The NNL Nationals were held in Sylvania, Ohio last weekend and the theme class was "Demolition Derby." Now, I don't know much about demolition derby cars, not because I don't like them, they're just not on my radar. I think I may have seen a couple of demo derbies at a state fair or maybe Flat Rock Speedway, but I have no technical knowledge about the cars. Until now. Looking at this group of models, I could gather a lot, like the use of little rear tires, or the special protection bars around the carburetor. How about the use of diamond plate steel to protect the gas tank? A good model is one that teaches you something about the subject and tells you that the builder knows about it too. Along with the whimsical paint schemes and the cool mud effects, many of these demo derby models had deep technical detail, and I really like that. Calnaga strives to provide you with parts that will add to the realism and the educational value of your models.
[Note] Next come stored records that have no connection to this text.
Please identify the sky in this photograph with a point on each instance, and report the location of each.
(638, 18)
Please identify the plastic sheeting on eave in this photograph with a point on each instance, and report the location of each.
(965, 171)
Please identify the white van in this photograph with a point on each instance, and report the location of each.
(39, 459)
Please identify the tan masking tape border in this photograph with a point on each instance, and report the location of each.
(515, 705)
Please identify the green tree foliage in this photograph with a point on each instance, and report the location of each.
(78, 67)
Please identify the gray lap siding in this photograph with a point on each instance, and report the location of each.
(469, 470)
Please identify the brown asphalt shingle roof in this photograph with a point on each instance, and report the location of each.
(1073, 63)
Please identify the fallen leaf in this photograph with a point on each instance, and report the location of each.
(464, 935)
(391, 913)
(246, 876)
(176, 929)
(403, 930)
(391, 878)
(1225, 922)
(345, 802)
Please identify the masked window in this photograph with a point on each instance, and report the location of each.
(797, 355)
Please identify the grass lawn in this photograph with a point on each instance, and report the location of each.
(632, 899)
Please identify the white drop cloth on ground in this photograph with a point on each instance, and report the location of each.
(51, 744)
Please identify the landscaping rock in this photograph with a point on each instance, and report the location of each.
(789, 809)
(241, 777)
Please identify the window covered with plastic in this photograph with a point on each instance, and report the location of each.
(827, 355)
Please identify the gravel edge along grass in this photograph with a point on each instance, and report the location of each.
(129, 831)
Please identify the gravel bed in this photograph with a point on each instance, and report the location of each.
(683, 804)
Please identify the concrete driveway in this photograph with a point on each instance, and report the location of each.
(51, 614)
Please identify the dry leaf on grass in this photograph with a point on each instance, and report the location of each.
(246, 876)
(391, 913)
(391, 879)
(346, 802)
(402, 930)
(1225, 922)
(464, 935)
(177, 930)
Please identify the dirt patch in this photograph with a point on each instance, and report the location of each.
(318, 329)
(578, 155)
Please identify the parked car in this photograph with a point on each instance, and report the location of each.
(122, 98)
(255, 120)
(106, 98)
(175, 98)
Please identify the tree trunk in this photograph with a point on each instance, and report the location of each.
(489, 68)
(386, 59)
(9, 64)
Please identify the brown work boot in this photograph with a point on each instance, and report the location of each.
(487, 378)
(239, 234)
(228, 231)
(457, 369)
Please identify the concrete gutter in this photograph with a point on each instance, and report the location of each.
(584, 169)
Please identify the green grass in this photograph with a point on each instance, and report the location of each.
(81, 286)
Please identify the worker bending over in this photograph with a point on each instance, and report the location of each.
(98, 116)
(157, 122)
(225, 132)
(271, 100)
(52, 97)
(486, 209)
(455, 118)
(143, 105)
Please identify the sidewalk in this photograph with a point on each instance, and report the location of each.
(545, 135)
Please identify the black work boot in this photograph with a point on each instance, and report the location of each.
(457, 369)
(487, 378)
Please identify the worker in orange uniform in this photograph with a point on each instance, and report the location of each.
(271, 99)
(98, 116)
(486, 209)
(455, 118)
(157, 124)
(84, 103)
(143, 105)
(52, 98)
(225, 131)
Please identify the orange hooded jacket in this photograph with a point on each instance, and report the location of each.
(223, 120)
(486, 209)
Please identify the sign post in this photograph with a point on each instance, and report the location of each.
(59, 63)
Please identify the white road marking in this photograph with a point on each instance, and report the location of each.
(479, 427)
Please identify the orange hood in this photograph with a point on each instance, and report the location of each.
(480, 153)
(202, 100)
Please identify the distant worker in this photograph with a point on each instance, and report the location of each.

This has been Motorcycle Summer for me. I've been able to get out on the trails of Michigan with my son and our Honda off road bikes a few times and enjoyed some nice technical woods riding. I also got my now-classic 1986 Honda Interceptor street bike running and that's been fun to putt around on as well. It's no surprise then, that my modeling interests this summer have focused on dirt bikes. I'm restoring an old glue bomb MPC 1:25 Yamaha DT250. The little bike is actually well-rendered in scale except for the wheels and tires. I developed methods of machining realistic knobby tires in scale, and now Calnaga customers can benefit from that effort. Look for the new Tire Set, Dirt Bike Knobby's in the Dirt Bike category. Click here to see this resin caster in action on his Honda CRF250X. https://www.youtube.com/watch?v=ZBWUygCfYGE
We make a big deal of teamwork in our culture. From the old saying, "Two heads are better than one." to our current business climate of regular global collaboration via online communications. I thought that it would be fun to collaborate on a model car project. My first two attempts weren't very well received by my prospective build partners. They had no interest in sharing a model car build. But a third project came up in which I was to finish what another builder had started. It was a very ambitious model that is needed as a piece of an even larger project, but the originating builder ran out of enthusiasm for it. It's been a mixed bag. My build partner completed some challenging bodywork that I might not have attempted on my own. He's had some good painting tips to share. On the other hand, turning someone else's work into a finished product can be challenging because you don't know if it's right or if corrections are needed until other parts come together with it. In this case, a lot of corrections were needed! Collaboration in model building can be a fun approach, but I think building is typically a solitary effort for good reason.